For Road and MTB Racers
Riders for whom Cross is much more important than Road or MTB should be focusing on Cross by now (see below). Those for whom Cross is a goal but not so important can do an abbreviated transition starting in August. Here’s the July plan for those who are focused on road and MTB. It is pretty much the same as the program for June, with some minor changes in philosophy. Monday is a recovery day after the weekend. Do a little light swimming or spinning on the bike for half an hour or so.
At this time of year, burn-out becomes a serious issue so the first rule of training this month is that if you are racing regularly you must be very careful not to train above recovery pace until you have recovered from your races. This means that if you have a really hard race on the weekend, you might do recovery rides all the way until Wednesday, at which point you start resting up for the following weekend.

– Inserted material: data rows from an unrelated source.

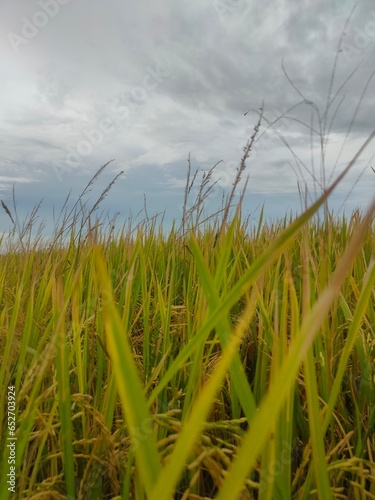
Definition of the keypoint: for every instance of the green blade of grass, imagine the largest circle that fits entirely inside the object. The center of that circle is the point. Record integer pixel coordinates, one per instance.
(63, 379)
(128, 383)
(170, 474)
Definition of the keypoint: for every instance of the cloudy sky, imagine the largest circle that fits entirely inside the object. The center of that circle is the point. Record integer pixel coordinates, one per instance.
(146, 83)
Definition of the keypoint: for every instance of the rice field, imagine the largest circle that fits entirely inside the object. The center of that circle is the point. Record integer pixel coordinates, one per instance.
(219, 361)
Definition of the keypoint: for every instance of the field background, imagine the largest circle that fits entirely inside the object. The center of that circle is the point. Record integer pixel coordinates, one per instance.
(217, 361)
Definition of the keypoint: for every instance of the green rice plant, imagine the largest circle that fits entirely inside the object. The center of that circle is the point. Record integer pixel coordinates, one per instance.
(217, 361)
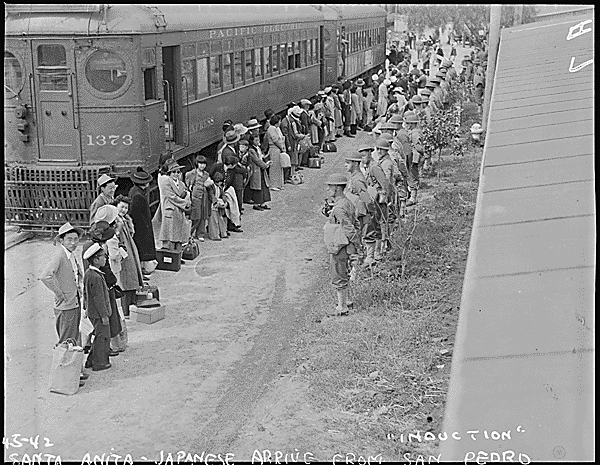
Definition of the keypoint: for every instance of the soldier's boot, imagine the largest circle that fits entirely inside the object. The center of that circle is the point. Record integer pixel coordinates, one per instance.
(369, 254)
(377, 254)
(413, 198)
(342, 308)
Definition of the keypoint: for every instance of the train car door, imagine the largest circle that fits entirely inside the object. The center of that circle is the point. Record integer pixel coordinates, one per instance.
(172, 92)
(55, 95)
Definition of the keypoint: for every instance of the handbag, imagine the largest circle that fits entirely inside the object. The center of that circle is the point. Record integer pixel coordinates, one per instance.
(304, 145)
(191, 250)
(334, 237)
(67, 362)
(329, 147)
(286, 162)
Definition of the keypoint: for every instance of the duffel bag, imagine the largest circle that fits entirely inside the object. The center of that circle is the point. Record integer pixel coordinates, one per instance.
(314, 162)
(329, 147)
(191, 250)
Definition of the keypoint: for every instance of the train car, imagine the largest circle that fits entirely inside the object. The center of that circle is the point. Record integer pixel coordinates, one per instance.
(354, 39)
(522, 380)
(104, 88)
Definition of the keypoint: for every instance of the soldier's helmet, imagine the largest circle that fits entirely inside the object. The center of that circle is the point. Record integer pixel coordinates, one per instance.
(337, 179)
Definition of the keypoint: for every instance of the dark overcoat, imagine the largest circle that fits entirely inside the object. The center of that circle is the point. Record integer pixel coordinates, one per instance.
(142, 222)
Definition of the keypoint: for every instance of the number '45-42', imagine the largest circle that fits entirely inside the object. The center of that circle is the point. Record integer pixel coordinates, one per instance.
(16, 441)
(101, 139)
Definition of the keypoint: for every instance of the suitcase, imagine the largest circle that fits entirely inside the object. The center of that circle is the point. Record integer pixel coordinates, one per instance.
(329, 147)
(168, 260)
(190, 250)
(147, 315)
(147, 293)
(314, 163)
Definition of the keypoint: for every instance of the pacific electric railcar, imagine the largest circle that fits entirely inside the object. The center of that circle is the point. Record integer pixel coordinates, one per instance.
(92, 89)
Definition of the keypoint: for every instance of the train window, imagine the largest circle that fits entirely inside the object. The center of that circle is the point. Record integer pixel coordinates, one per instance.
(249, 59)
(150, 84)
(227, 70)
(297, 55)
(215, 74)
(13, 75)
(188, 82)
(258, 62)
(105, 71)
(267, 58)
(275, 58)
(202, 77)
(304, 52)
(52, 67)
(237, 66)
(283, 58)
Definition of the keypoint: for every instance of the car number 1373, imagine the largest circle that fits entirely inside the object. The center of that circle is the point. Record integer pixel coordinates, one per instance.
(125, 139)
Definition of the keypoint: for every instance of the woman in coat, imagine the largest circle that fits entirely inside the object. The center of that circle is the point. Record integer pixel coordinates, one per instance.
(176, 198)
(197, 181)
(130, 277)
(139, 211)
(276, 142)
(258, 187)
(382, 102)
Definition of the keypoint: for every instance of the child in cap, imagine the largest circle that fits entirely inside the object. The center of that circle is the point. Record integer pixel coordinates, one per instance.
(96, 303)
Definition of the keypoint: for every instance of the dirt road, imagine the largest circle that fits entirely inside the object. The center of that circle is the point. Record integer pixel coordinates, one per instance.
(192, 381)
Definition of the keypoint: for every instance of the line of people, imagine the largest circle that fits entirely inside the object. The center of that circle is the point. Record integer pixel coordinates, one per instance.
(381, 180)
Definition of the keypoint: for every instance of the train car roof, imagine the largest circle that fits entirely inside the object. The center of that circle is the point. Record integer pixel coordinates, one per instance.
(337, 12)
(94, 19)
(524, 350)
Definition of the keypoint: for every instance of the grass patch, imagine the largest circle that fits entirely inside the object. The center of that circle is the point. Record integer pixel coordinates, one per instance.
(384, 370)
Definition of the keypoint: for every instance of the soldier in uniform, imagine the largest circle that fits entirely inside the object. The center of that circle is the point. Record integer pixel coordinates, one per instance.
(478, 81)
(341, 238)
(385, 190)
(415, 157)
(356, 191)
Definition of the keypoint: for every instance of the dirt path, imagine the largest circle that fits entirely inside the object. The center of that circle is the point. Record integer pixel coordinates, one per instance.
(194, 380)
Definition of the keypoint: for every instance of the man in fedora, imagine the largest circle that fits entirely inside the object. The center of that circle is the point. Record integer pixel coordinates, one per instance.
(63, 275)
(107, 187)
(142, 219)
(341, 238)
(230, 139)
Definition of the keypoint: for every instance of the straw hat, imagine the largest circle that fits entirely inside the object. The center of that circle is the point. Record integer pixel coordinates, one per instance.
(105, 179)
(92, 250)
(252, 124)
(383, 143)
(67, 228)
(231, 137)
(101, 231)
(353, 157)
(139, 176)
(106, 213)
(410, 117)
(240, 129)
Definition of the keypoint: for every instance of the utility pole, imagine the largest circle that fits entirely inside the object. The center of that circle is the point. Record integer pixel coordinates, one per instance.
(495, 13)
(518, 15)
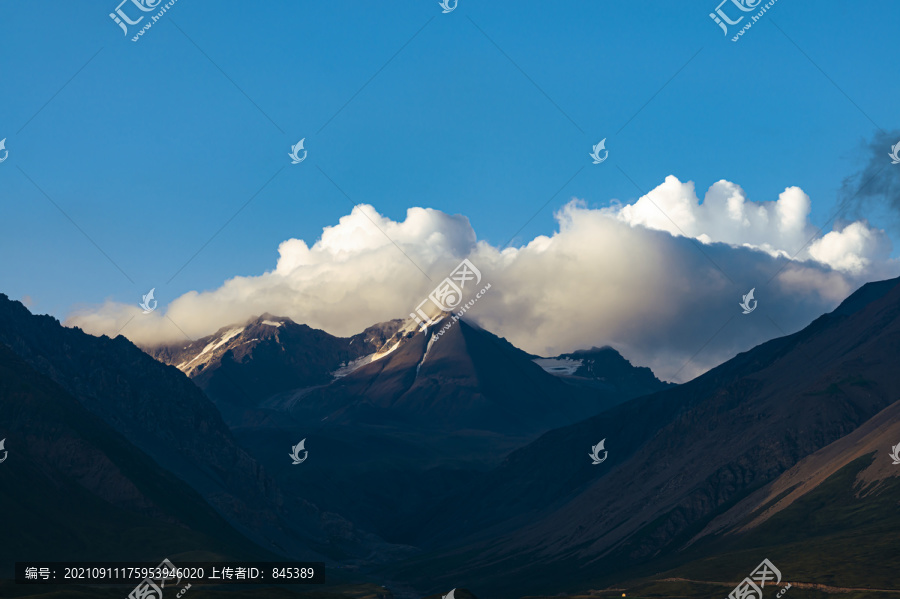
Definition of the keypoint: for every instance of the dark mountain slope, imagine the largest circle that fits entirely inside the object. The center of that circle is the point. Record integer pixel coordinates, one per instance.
(164, 414)
(677, 458)
(72, 488)
(245, 363)
(465, 379)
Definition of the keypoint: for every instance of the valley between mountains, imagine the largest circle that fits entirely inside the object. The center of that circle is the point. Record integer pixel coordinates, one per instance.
(459, 461)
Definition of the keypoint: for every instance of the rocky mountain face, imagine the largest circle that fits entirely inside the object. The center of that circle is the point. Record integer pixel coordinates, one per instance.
(677, 458)
(245, 363)
(164, 415)
(407, 414)
(603, 368)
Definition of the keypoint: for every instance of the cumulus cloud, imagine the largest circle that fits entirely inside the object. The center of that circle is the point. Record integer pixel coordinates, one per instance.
(659, 279)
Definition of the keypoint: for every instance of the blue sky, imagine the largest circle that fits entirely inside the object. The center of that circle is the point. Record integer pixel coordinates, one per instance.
(149, 148)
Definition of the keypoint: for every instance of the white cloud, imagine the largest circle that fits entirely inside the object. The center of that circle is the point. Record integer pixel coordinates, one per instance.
(657, 279)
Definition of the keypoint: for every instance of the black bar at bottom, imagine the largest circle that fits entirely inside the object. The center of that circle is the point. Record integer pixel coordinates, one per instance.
(168, 574)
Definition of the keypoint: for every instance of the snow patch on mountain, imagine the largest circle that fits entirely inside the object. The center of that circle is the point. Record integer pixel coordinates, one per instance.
(565, 366)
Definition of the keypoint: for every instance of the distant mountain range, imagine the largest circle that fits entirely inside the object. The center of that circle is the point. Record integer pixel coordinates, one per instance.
(165, 419)
(405, 414)
(459, 460)
(694, 470)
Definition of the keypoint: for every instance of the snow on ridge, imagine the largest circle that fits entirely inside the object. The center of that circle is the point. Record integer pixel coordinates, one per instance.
(425, 355)
(212, 346)
(566, 366)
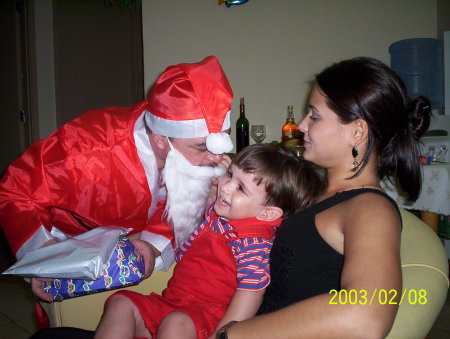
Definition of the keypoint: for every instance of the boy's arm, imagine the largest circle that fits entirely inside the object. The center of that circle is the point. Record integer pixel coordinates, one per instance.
(243, 305)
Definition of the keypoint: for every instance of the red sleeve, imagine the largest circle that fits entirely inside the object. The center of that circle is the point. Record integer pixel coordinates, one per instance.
(157, 225)
(25, 199)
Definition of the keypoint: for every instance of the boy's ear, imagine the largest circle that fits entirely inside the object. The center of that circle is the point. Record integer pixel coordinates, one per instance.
(360, 131)
(270, 213)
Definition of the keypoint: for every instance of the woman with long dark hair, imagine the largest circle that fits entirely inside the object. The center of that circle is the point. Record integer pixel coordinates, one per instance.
(360, 127)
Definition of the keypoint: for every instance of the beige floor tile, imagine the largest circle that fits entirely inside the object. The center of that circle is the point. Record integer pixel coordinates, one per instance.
(29, 324)
(13, 331)
(18, 309)
(438, 333)
(13, 288)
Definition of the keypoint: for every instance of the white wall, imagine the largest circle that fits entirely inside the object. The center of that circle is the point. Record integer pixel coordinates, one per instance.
(270, 49)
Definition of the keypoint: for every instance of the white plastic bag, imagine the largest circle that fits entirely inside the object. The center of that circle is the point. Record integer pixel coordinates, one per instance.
(79, 257)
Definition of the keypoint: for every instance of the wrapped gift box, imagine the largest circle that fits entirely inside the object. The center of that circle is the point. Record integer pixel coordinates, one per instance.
(125, 268)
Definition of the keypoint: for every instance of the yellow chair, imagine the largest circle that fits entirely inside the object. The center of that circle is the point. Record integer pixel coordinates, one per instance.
(425, 279)
(424, 268)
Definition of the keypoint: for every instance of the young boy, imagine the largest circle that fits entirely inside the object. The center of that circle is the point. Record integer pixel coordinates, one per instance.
(223, 269)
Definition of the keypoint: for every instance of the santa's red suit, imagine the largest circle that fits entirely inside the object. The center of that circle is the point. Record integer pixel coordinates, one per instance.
(98, 169)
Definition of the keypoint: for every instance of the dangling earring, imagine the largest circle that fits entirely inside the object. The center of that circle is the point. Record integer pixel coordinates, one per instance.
(354, 155)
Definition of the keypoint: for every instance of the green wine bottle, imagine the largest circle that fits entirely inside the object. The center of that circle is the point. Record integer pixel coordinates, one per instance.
(242, 134)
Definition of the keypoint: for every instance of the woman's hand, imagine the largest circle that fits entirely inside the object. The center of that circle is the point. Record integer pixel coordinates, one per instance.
(149, 253)
(38, 290)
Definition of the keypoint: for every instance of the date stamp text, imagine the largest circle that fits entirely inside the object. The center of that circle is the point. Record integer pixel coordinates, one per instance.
(379, 296)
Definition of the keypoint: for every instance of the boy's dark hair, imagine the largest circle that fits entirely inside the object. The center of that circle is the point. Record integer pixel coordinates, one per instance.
(291, 183)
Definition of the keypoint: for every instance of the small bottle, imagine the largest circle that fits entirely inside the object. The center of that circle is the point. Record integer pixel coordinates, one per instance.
(291, 136)
(242, 134)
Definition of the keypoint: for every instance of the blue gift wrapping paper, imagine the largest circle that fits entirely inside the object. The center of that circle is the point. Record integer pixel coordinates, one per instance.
(125, 268)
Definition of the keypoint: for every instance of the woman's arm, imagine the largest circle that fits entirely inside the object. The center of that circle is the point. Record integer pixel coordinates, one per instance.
(243, 305)
(371, 245)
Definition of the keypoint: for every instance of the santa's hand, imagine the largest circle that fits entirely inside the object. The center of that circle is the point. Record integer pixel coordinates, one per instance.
(38, 289)
(225, 163)
(148, 252)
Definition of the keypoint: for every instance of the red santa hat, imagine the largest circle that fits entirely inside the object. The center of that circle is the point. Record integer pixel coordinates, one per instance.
(192, 101)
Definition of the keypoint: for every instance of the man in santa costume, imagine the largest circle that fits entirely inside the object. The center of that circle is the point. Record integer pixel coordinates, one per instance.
(119, 166)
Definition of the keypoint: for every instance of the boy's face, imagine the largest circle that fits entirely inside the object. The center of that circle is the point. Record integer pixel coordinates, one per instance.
(239, 196)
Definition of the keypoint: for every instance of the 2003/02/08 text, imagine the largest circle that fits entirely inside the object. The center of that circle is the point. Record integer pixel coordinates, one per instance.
(380, 296)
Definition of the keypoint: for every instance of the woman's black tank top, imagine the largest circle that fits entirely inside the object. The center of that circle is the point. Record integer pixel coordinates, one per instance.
(302, 264)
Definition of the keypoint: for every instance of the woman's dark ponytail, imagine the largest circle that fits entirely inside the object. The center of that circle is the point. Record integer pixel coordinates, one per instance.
(400, 157)
(367, 89)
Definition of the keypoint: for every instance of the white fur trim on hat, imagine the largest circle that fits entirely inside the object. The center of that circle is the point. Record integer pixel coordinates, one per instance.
(181, 128)
(219, 143)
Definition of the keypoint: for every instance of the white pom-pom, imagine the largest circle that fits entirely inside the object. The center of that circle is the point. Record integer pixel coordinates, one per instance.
(219, 143)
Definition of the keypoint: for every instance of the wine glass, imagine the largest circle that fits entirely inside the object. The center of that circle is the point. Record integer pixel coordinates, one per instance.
(258, 133)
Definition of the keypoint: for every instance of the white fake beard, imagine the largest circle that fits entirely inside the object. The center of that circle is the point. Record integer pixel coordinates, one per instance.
(187, 192)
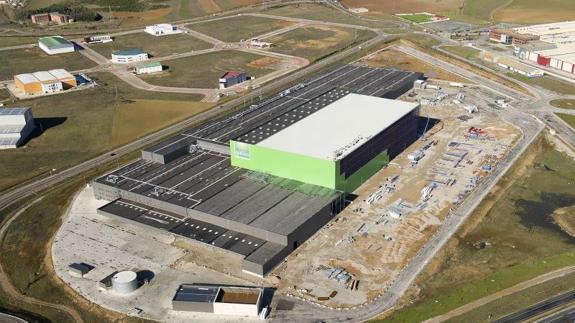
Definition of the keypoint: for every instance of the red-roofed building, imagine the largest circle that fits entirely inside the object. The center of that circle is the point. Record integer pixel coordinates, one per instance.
(232, 78)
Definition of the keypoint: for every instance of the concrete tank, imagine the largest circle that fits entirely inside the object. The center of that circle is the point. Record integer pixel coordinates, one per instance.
(125, 282)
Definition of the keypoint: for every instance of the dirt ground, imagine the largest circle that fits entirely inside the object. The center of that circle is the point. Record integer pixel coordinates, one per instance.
(368, 240)
(392, 58)
(404, 6)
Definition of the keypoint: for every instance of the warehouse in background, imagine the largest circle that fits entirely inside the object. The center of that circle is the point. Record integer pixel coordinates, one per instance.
(127, 56)
(53, 45)
(16, 124)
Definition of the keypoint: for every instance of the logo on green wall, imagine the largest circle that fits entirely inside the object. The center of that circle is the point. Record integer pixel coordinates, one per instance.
(242, 150)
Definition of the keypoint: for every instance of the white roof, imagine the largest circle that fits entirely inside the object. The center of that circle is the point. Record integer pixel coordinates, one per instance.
(27, 78)
(334, 131)
(61, 74)
(44, 76)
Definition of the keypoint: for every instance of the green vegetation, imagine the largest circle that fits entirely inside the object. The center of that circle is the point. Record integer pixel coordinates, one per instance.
(520, 300)
(30, 60)
(547, 82)
(505, 247)
(569, 118)
(462, 51)
(155, 46)
(203, 71)
(24, 257)
(238, 28)
(315, 42)
(417, 18)
(563, 103)
(77, 126)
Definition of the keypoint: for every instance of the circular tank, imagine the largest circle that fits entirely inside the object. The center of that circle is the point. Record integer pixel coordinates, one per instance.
(125, 282)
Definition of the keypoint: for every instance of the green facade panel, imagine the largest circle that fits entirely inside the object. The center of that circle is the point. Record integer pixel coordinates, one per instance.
(284, 164)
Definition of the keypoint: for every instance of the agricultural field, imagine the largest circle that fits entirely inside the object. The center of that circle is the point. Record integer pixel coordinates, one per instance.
(27, 60)
(240, 27)
(483, 257)
(203, 71)
(97, 119)
(155, 46)
(316, 41)
(563, 103)
(393, 58)
(569, 118)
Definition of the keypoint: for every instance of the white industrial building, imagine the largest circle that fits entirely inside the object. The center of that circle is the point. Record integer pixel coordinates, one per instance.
(127, 56)
(162, 30)
(16, 124)
(53, 45)
(560, 52)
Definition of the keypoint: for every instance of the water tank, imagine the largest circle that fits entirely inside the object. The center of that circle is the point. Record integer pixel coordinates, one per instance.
(125, 282)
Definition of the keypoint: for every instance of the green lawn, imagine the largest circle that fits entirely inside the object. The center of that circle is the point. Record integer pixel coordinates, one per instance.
(155, 46)
(314, 42)
(547, 82)
(569, 118)
(240, 27)
(417, 18)
(80, 125)
(563, 103)
(514, 228)
(18, 61)
(203, 71)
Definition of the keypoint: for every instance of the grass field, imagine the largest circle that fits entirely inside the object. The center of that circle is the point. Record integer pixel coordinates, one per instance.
(463, 51)
(18, 61)
(417, 18)
(392, 58)
(80, 125)
(155, 46)
(500, 245)
(563, 103)
(238, 28)
(203, 71)
(547, 82)
(25, 257)
(569, 118)
(314, 42)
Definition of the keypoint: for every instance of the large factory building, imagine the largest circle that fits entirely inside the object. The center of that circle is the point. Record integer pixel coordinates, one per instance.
(260, 182)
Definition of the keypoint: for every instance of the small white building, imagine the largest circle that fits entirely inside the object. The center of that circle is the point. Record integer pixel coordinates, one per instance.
(53, 45)
(162, 30)
(16, 124)
(129, 56)
(148, 68)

If this is the case, you will soon lose your base so you should consider skipping some races to add a few endurance rides. Remember that recovery days are easy rides, not days off. If you take multiple days off you will certainly lose your base quickly and race poorly.
The rest of this note assumes that you are well recovered and feeling peppy. Tuesday is focus work. If you are still tired from the weekend, take a recovery day. If you are feeling good, choose an area of weakness to work on. This is the day to work on climbing, cornering, basic skills, bike handling, descending, sprinting or whatever else you most need to improve to get the placings you want. If you raced twice on the weekend, do not make this a hard day. Talk to me (925-933-7306), Ron Castia (925-337-1219) or Meredith Neilsen (415-516-0409) about how to practice the skill you want to practice without making it a hard day. Avoid doing more than two tiring days per week. If you raced only once on the weekend and your recovery is good, this could be a hard day such as a session on the track or a twilight race.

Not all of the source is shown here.